Wednesday, June 15, 2016

Domino Data Lab python/bash hacks

In a prior post I covered the data science platform provided by Domino Data Labs. I'm still a fan and here are a few minor gimmicks I've found useful when working with the product, starting with the trivial. You may prefer to cut and paste from domino_data_hacks on github.

(A run utilizing 8320 processors on Amazon. See below for a bash script to do this.)

Starting with the basics... Well I said I would start with the trivial.
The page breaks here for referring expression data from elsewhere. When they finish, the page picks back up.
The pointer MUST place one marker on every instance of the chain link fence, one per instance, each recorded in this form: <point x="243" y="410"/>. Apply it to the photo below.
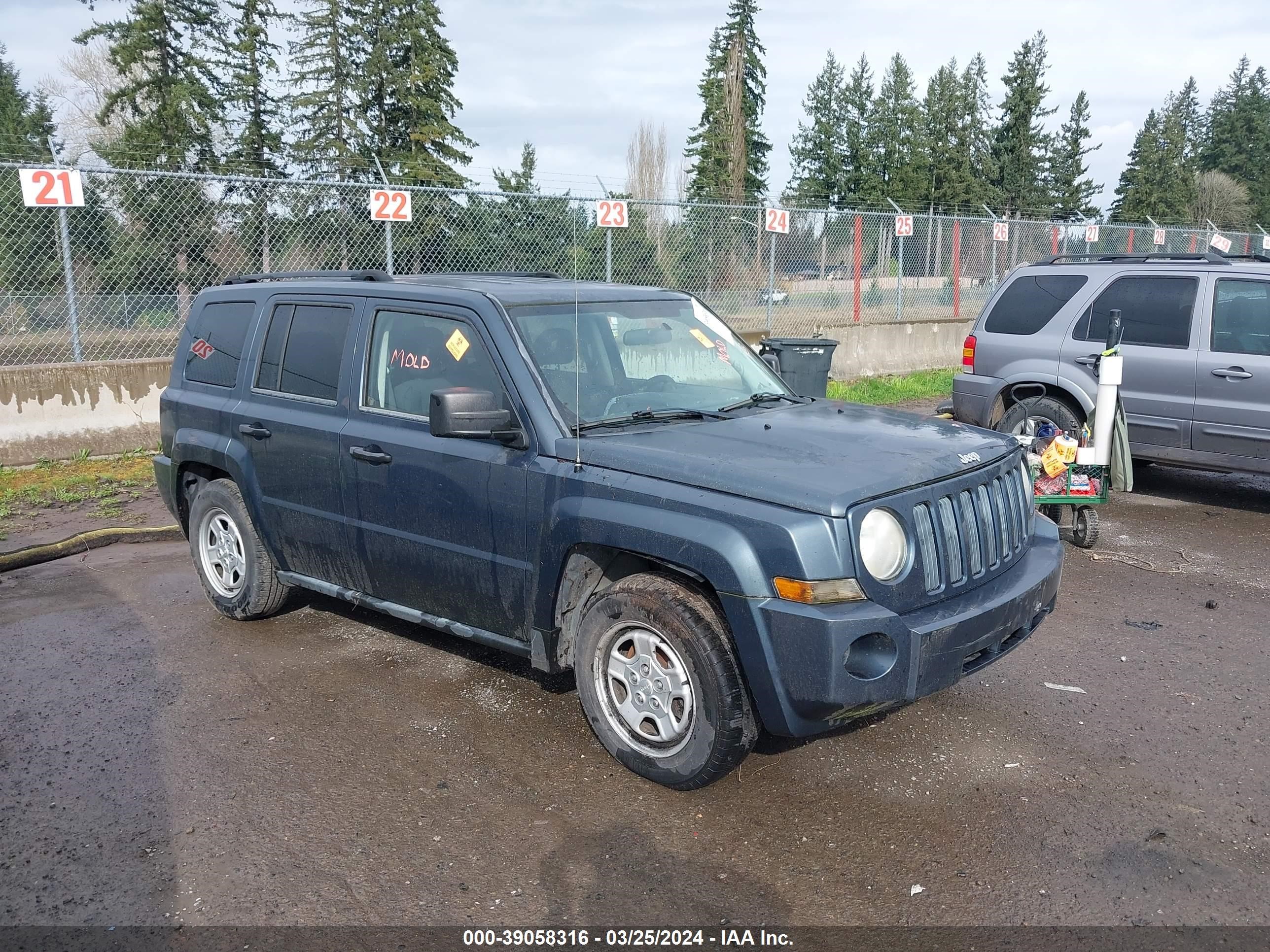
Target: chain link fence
<point x="145" y="243"/>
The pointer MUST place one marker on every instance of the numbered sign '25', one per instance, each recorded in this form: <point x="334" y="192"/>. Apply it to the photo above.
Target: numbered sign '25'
<point x="51" y="188"/>
<point x="390" y="205"/>
<point x="611" y="214"/>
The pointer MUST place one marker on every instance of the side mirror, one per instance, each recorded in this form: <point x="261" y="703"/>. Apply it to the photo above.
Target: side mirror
<point x="470" y="414"/>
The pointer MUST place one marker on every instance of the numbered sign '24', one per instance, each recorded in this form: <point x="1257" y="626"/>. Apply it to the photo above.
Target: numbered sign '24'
<point x="51" y="188"/>
<point x="611" y="214"/>
<point x="390" y="205"/>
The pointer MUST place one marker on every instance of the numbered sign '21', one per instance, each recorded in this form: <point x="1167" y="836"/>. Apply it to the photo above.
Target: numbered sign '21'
<point x="611" y="214"/>
<point x="390" y="205"/>
<point x="51" y="188"/>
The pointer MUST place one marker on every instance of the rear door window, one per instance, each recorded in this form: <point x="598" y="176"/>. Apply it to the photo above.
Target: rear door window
<point x="1156" y="311"/>
<point x="1241" y="316"/>
<point x="220" y="332"/>
<point x="1030" y="303"/>
<point x="304" y="348"/>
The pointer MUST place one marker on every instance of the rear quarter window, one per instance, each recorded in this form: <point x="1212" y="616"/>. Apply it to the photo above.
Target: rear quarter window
<point x="1032" y="301"/>
<point x="219" y="333"/>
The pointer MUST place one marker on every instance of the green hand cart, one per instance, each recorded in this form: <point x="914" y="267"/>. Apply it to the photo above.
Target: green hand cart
<point x="1057" y="494"/>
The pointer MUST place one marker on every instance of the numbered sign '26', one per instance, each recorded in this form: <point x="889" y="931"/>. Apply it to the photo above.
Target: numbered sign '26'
<point x="390" y="205"/>
<point x="611" y="214"/>
<point x="51" y="188"/>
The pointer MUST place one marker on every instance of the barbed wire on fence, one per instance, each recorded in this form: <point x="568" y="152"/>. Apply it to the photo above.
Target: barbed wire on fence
<point x="145" y="243"/>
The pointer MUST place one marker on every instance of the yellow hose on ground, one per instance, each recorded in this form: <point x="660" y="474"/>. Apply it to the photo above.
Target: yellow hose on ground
<point x="83" y="543"/>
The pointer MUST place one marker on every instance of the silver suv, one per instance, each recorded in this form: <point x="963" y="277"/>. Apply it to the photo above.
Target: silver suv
<point x="1197" y="348"/>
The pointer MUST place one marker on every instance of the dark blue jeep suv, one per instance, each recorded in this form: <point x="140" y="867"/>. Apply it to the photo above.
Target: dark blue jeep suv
<point x="599" y="477"/>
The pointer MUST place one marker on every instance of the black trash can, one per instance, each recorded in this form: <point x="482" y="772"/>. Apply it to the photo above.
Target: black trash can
<point x="802" y="362"/>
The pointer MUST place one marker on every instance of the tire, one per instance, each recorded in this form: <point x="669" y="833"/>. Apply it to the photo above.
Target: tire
<point x="1085" y="526"/>
<point x="1037" y="409"/>
<point x="237" y="573"/>
<point x="694" y="723"/>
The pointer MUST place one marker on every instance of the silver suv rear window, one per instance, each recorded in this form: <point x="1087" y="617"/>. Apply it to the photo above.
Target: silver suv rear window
<point x="1030" y="303"/>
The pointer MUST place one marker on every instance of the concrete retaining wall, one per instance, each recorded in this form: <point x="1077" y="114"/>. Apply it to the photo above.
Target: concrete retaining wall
<point x="54" y="410"/>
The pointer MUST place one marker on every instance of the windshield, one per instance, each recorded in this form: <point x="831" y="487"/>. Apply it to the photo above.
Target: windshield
<point x="639" y="356"/>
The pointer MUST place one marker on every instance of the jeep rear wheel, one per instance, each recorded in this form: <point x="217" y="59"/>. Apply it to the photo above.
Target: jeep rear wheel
<point x="238" y="576"/>
<point x="661" y="684"/>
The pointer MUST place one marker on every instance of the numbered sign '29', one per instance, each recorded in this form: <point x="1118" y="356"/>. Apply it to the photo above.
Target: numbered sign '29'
<point x="51" y="188"/>
<point x="611" y="214"/>
<point x="390" y="205"/>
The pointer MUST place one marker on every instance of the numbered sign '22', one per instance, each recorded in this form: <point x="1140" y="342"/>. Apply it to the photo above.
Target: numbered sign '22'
<point x="390" y="205"/>
<point x="611" y="214"/>
<point x="51" y="188"/>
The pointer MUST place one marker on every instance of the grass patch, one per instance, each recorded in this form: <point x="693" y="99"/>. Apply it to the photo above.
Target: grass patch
<point x="924" y="385"/>
<point x="108" y="481"/>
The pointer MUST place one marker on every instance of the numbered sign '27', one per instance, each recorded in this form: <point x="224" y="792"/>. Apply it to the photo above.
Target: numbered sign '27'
<point x="51" y="188"/>
<point x="390" y="205"/>
<point x="611" y="214"/>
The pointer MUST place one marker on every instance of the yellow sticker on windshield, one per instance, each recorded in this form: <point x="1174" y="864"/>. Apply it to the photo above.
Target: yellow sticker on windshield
<point x="458" y="344"/>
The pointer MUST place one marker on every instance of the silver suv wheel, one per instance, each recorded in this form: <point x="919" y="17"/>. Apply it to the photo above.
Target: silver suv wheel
<point x="220" y="550"/>
<point x="647" y="691"/>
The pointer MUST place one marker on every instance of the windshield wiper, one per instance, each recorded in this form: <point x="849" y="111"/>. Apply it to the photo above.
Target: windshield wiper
<point x="651" y="417"/>
<point x="756" y="399"/>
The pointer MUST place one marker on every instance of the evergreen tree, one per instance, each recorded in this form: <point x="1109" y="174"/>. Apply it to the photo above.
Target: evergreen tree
<point x="978" y="131"/>
<point x="896" y="136"/>
<point x="1020" y="142"/>
<point x="325" y="63"/>
<point x="728" y="149"/>
<point x="169" y="97"/>
<point x="819" y="145"/>
<point x="1137" y="195"/>
<point x="256" y="124"/>
<point x="944" y="121"/>
<point x="1238" y="134"/>
<point x="406" y="91"/>
<point x="858" y="104"/>
<point x="1071" y="191"/>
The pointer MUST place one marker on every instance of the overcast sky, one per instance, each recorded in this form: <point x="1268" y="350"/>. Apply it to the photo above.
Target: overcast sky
<point x="576" y="76"/>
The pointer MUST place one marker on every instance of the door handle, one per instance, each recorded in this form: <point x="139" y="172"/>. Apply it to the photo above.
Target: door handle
<point x="371" y="455"/>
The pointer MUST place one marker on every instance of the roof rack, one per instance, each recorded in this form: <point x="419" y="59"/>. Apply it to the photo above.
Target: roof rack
<point x="369" y="274"/>
<point x="1207" y="257"/>
<point x="488" y="274"/>
<point x="1263" y="259"/>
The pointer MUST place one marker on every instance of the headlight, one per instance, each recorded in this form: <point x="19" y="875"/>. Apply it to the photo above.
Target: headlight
<point x="883" y="545"/>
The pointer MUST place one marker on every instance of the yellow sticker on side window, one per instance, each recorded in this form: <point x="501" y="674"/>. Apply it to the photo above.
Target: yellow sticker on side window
<point x="458" y="344"/>
<point x="702" y="338"/>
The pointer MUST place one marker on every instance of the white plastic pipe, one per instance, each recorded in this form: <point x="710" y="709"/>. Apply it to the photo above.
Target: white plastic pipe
<point x="1110" y="374"/>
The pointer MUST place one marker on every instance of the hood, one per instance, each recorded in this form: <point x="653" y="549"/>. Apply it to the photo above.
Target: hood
<point x="821" y="457"/>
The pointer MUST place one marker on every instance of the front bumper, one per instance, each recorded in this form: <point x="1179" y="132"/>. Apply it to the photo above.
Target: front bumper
<point x="798" y="664"/>
<point x="973" y="399"/>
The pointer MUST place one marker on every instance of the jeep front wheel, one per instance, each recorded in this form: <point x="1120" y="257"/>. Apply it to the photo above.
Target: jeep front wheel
<point x="661" y="684"/>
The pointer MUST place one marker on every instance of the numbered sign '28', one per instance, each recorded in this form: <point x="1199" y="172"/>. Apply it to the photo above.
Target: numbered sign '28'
<point x="611" y="214"/>
<point x="51" y="188"/>
<point x="390" y="205"/>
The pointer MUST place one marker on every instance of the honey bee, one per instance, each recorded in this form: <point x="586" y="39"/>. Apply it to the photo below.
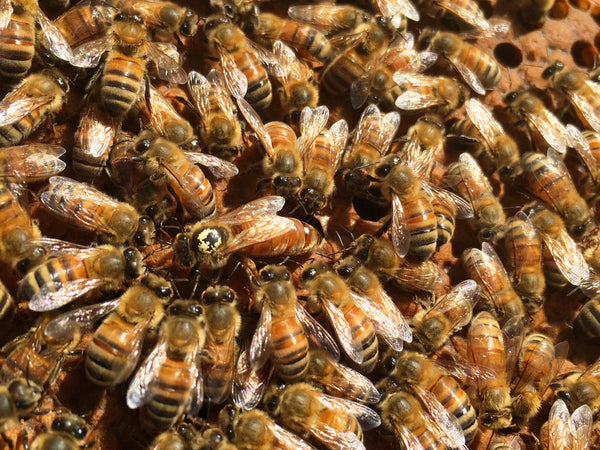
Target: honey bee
<point x="18" y="37"/>
<point x="73" y="271"/>
<point x="421" y="92"/>
<point x="116" y="345"/>
<point x="524" y="253"/>
<point x="485" y="267"/>
<point x="495" y="148"/>
<point x="85" y="206"/>
<point x="549" y="180"/>
<point x="372" y="139"/>
<point x="466" y="177"/>
<point x="478" y="69"/>
<point x="339" y="380"/>
<point x="253" y="229"/>
<point x="25" y="108"/>
<point x="449" y="314"/>
<point x="333" y="422"/>
<point x="539" y="361"/>
<point x="321" y="161"/>
<point x="169" y="383"/>
<point x="177" y="168"/>
<point x="284" y="327"/>
<point x="220" y="347"/>
<point x="254" y="429"/>
<point x="125" y="66"/>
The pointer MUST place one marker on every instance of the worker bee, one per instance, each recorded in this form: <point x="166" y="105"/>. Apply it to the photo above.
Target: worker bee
<point x="18" y="37"/>
<point x="73" y="271"/>
<point x="549" y="180"/>
<point x="421" y="92"/>
<point x="466" y="177"/>
<point x="321" y="161"/>
<point x="450" y="313"/>
<point x="372" y="139"/>
<point x="284" y="327"/>
<point x="220" y="347"/>
<point x="478" y="69"/>
<point x="169" y="383"/>
<point x="253" y="229"/>
<point x="116" y="345"/>
<point x="124" y="68"/>
<point x="85" y="206"/>
<point x="485" y="267"/>
<point x="339" y="380"/>
<point x="495" y="148"/>
<point x="26" y="107"/>
<point x="331" y="421"/>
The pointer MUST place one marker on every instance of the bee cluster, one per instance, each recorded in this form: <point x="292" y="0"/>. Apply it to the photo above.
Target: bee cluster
<point x="241" y="224"/>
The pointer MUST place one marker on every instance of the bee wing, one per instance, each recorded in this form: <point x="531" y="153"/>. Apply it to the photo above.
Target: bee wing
<point x="168" y="69"/>
<point x="316" y="333"/>
<point x="399" y="229"/>
<point x="217" y="166"/>
<point x="343" y="330"/>
<point x="88" y="55"/>
<point x="261" y="345"/>
<point x="138" y="390"/>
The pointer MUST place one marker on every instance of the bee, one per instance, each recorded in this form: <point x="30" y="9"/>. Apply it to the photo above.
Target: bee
<point x="371" y="141"/>
<point x="165" y="161"/>
<point x="223" y="323"/>
<point x="339" y="380"/>
<point x="284" y="327"/>
<point x="421" y="92"/>
<point x="253" y="229"/>
<point x="466" y="177"/>
<point x="169" y="383"/>
<point x="73" y="271"/>
<point x="495" y="148"/>
<point x="18" y="37"/>
<point x="115" y="348"/>
<point x="254" y="429"/>
<point x="449" y="314"/>
<point x="331" y="421"/>
<point x="67" y="431"/>
<point x="26" y="107"/>
<point x="124" y="68"/>
<point x="478" y="69"/>
<point x="85" y="206"/>
<point x="321" y="161"/>
<point x="549" y="180"/>
<point x="485" y="267"/>
<point x="538" y="363"/>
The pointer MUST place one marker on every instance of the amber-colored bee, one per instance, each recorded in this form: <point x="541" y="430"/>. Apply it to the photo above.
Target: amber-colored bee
<point x="220" y="347"/>
<point x="333" y="422"/>
<point x="485" y="267"/>
<point x="253" y="229"/>
<point x="486" y="348"/>
<point x="85" y="206"/>
<point x="26" y="107"/>
<point x="18" y="37"/>
<point x="116" y="346"/>
<point x="549" y="180"/>
<point x="421" y="92"/>
<point x="450" y="313"/>
<point x="372" y="139"/>
<point x="496" y="150"/>
<point x="339" y="380"/>
<point x="125" y="66"/>
<point x="280" y="332"/>
<point x="169" y="383"/>
<point x="76" y="271"/>
<point x="467" y="178"/>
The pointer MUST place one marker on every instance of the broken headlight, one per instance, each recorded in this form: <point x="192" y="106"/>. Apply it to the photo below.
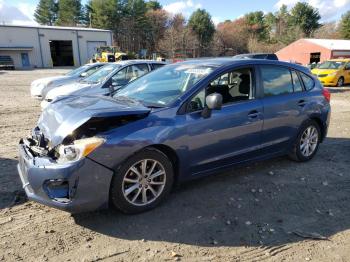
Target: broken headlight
<point x="79" y="149"/>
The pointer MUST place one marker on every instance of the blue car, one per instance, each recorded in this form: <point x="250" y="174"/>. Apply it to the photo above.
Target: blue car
<point x="180" y="122"/>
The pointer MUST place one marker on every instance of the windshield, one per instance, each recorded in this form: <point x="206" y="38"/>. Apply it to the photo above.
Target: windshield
<point x="78" y="70"/>
<point x="101" y="74"/>
<point x="331" y="65"/>
<point x="165" y="85"/>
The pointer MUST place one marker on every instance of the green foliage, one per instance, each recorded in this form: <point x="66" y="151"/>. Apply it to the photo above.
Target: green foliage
<point x="153" y="5"/>
<point x="45" y="12"/>
<point x="103" y="13"/>
<point x="70" y="13"/>
<point x="257" y="24"/>
<point x="305" y="17"/>
<point x="344" y="27"/>
<point x="202" y="25"/>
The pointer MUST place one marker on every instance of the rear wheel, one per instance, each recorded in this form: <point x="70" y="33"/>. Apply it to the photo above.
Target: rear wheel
<point x="307" y="142"/>
<point x="340" y="82"/>
<point x="142" y="182"/>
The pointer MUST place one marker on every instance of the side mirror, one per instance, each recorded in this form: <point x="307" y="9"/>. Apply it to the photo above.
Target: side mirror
<point x="213" y="102"/>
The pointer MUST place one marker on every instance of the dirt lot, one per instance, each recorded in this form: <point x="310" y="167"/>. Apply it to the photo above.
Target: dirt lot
<point x="266" y="211"/>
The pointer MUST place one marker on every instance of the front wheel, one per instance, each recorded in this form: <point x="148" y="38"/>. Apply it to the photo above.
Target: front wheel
<point x="340" y="82"/>
<point x="307" y="142"/>
<point x="142" y="182"/>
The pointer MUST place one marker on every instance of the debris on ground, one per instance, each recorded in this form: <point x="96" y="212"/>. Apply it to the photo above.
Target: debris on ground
<point x="308" y="235"/>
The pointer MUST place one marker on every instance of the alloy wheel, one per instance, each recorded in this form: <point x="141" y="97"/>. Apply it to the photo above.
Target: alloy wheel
<point x="340" y="82"/>
<point x="308" y="141"/>
<point x="144" y="182"/>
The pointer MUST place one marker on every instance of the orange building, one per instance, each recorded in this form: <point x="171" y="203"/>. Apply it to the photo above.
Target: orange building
<point x="309" y="50"/>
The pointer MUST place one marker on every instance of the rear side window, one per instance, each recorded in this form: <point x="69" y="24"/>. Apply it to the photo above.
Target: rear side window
<point x="296" y="82"/>
<point x="276" y="80"/>
<point x="309" y="83"/>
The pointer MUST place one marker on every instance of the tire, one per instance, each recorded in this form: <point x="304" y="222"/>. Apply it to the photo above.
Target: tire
<point x="130" y="182"/>
<point x="340" y="82"/>
<point x="304" y="149"/>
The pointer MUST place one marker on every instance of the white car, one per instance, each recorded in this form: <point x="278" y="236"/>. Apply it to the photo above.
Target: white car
<point x="106" y="80"/>
<point x="40" y="87"/>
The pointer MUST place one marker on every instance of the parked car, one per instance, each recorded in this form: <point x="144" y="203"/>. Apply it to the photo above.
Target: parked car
<point x="40" y="87"/>
<point x="6" y="63"/>
<point x="335" y="72"/>
<point x="180" y="122"/>
<point x="108" y="79"/>
<point x="257" y="56"/>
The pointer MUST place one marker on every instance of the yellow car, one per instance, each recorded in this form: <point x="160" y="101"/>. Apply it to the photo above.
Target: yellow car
<point x="335" y="72"/>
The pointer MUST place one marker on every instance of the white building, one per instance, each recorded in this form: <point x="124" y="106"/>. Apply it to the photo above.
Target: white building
<point x="49" y="46"/>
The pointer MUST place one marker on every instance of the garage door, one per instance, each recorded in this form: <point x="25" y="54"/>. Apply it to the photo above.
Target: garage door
<point x="92" y="46"/>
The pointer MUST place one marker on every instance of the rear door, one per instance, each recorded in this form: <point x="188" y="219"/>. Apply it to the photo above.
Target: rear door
<point x="284" y="102"/>
<point x="347" y="73"/>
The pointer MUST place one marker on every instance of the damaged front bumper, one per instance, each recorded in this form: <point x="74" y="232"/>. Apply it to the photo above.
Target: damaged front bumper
<point x="75" y="187"/>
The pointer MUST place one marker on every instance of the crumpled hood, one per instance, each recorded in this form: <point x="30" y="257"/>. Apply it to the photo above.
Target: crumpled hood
<point x="65" y="115"/>
<point x="65" y="89"/>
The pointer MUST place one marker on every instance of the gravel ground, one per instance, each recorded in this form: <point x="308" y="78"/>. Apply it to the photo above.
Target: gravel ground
<point x="276" y="210"/>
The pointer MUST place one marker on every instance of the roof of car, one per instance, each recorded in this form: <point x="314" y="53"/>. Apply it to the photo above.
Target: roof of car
<point x="137" y="61"/>
<point x="252" y="54"/>
<point x="219" y="62"/>
<point x="340" y="60"/>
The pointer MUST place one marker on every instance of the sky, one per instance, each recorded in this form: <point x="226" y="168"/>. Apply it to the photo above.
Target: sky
<point x="21" y="11"/>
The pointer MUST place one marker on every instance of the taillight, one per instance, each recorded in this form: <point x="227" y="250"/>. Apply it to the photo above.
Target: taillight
<point x="326" y="94"/>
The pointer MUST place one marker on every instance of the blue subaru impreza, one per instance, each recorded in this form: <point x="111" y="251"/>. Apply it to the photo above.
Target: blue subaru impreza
<point x="179" y="122"/>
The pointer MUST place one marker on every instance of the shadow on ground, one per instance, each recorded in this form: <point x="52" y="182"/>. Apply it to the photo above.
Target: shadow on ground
<point x="11" y="192"/>
<point x="246" y="205"/>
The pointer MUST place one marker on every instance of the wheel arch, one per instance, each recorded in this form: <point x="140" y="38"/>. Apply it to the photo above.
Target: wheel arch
<point x="320" y="125"/>
<point x="171" y="154"/>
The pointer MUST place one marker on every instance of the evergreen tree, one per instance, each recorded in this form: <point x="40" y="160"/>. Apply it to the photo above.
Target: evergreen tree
<point x="153" y="5"/>
<point x="103" y="13"/>
<point x="70" y="13"/>
<point x="344" y="26"/>
<point x="202" y="25"/>
<point x="46" y="12"/>
<point x="305" y="17"/>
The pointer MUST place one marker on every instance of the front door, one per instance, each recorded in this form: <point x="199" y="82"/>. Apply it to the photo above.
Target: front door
<point x="25" y="60"/>
<point x="229" y="135"/>
<point x="347" y="73"/>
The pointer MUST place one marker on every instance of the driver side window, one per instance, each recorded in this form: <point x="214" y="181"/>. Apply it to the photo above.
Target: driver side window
<point x="234" y="86"/>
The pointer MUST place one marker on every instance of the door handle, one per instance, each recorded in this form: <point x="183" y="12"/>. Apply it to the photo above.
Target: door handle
<point x="301" y="103"/>
<point x="253" y="114"/>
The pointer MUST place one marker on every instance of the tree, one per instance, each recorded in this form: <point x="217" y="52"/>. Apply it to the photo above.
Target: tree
<point x="231" y="37"/>
<point x="69" y="13"/>
<point x="103" y="13"/>
<point x="202" y="25"/>
<point x="131" y="32"/>
<point x="257" y="25"/>
<point x="153" y="5"/>
<point x="46" y="12"/>
<point x="179" y="39"/>
<point x="157" y="24"/>
<point x="344" y="26"/>
<point x="306" y="17"/>
<point x="328" y="31"/>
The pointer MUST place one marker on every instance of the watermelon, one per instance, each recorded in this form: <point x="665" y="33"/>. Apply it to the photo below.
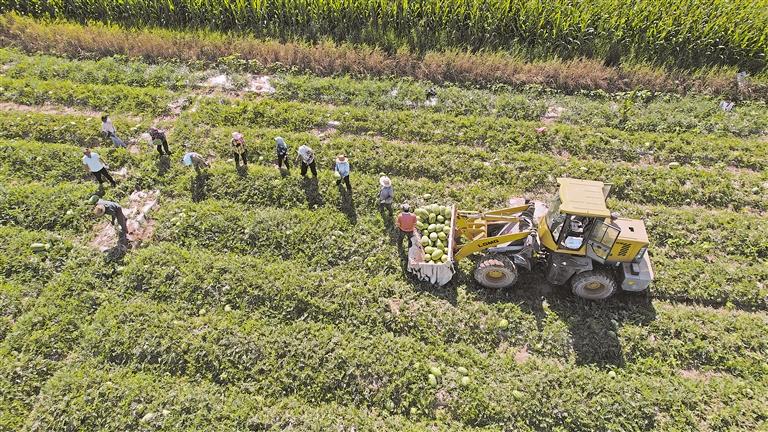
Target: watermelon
<point x="42" y="247"/>
<point x="432" y="380"/>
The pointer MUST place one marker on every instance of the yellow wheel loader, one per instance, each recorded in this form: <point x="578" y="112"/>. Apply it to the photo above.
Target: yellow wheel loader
<point x="576" y="240"/>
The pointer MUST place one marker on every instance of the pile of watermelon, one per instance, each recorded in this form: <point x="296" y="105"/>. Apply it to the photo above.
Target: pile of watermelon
<point x="434" y="222"/>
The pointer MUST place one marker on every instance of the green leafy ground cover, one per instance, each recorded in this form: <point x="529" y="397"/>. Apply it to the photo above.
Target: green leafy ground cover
<point x="268" y="302"/>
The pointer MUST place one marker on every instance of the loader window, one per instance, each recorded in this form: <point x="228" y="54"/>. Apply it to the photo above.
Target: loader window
<point x="601" y="240"/>
<point x="573" y="231"/>
<point x="554" y="218"/>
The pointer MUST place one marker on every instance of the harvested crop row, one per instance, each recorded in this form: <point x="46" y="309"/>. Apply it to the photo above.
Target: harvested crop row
<point x="631" y="111"/>
<point x="20" y="264"/>
<point x="55" y="208"/>
<point x="570" y="331"/>
<point x="678" y="233"/>
<point x="684" y="232"/>
<point x="68" y="129"/>
<point x="111" y="71"/>
<point x="493" y="134"/>
<point x="332" y="364"/>
<point x="335" y="240"/>
<point x="531" y="172"/>
<point x="128" y="401"/>
<point x="112" y="97"/>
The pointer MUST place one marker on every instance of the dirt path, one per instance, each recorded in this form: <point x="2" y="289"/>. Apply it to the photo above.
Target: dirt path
<point x="57" y="109"/>
<point x="140" y="226"/>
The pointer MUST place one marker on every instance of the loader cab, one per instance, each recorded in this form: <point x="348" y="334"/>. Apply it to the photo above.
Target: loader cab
<point x="578" y="221"/>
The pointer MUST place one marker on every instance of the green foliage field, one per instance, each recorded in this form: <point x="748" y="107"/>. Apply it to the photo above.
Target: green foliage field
<point x="268" y="302"/>
<point x="686" y="34"/>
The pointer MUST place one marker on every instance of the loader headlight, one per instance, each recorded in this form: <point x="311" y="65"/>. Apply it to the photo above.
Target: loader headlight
<point x="640" y="254"/>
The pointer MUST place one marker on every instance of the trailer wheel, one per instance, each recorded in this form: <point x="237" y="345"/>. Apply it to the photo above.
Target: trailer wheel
<point x="496" y="271"/>
<point x="593" y="285"/>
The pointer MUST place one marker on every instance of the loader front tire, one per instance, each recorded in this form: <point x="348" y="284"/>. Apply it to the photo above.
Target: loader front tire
<point x="593" y="285"/>
<point x="496" y="271"/>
For readability:

import os
def domino_run_id():
    try:
        return os.environ['DOMINO_RUN_ID']
    except:
        return None

def running_on_domino():
    return ( domino_run_id() is not None )

def running_on_local():
    return not running_on_domino()
Domino environment variables While we are at it:
current_project       = os.environ['DOMINO_PROJECT_NAME']
current_project_owner = os.environ['DOMINO_PROJECT_OWNER']
current_run_id        = os.environ['DOMINO_RUN_ID']
current_run_number    = os.environ['DOMINO_RUN_NUMBER']
domino_project_path   = '{0}/{1}'.format(current_project_owner, current_project)

Shelling out

Due to vagaries I don't fully understand but are undoubtedly related to security, permissions on files might not be what you expect. To work around this you might go so far as to set the permission right before you need it:

    subprocess.call(["chmod", "+x", "stockfish.sh"])
    subprocess.call(["chmod", "+x", "stockfish_"+binary])
    cmd =  ' '.join( ['./stockfish.sh' ,fen, str(seconds) , binary, str(threads), str(memory) ] )
    print cmd
    subprocess.call( cmd, shell=True )
Now unfortunately if your code is not in the same project as your data (which I recommend, see below) this won't work, at least if run from the data project. One can make a temporary copy of the script you are shelling out to and also call that just before shelling out.
interface_dir="${project}/lib/bash/interface"
interface_mirror="${project}/data_project/bash_mirror/interface"
mkdir -p "${project}/data_project/bash_mirror"
mkdir -p "${project}/data_project/bash_mirror/interface"
cp -R ${interface_dir}/* ${interface_mirror}
Yeah, not the most elegant but it works. There is probably a better way. One of the domino engineers suggested adding sh in front of commands (see this note) but whatever you try, be aware that in Domino, file permissions set on a run in one project will not be preserved when you import that project into another.

Setting paths in bash

For the times when you don't want to rely on Domino variables explicitly

USER=$(whoami)
if [[ $OSTYPE == *"darwin" ]]  # Your machine -ne AWS hopefully :) 
then 
    # We're local
    default_project="/Users/projects/my_project"   # Hardwired
    default_size=small
then
    # We're on AWS
    default_project="/mnt/${USER}/my_project"   
    default_size=full
fi

# allow override
project=${1:-${default_project}}
sz=${2:-${default_sz}}      

# Then do something...       
Consistent path names Incidentally a project importing other projects can use full paths such as
  /mnt/${USER}/my_project/etc
but a project that does not share any other projects cannot. To avoid inconsistency, just make sure every project imports one other project, even if it is a dummy project.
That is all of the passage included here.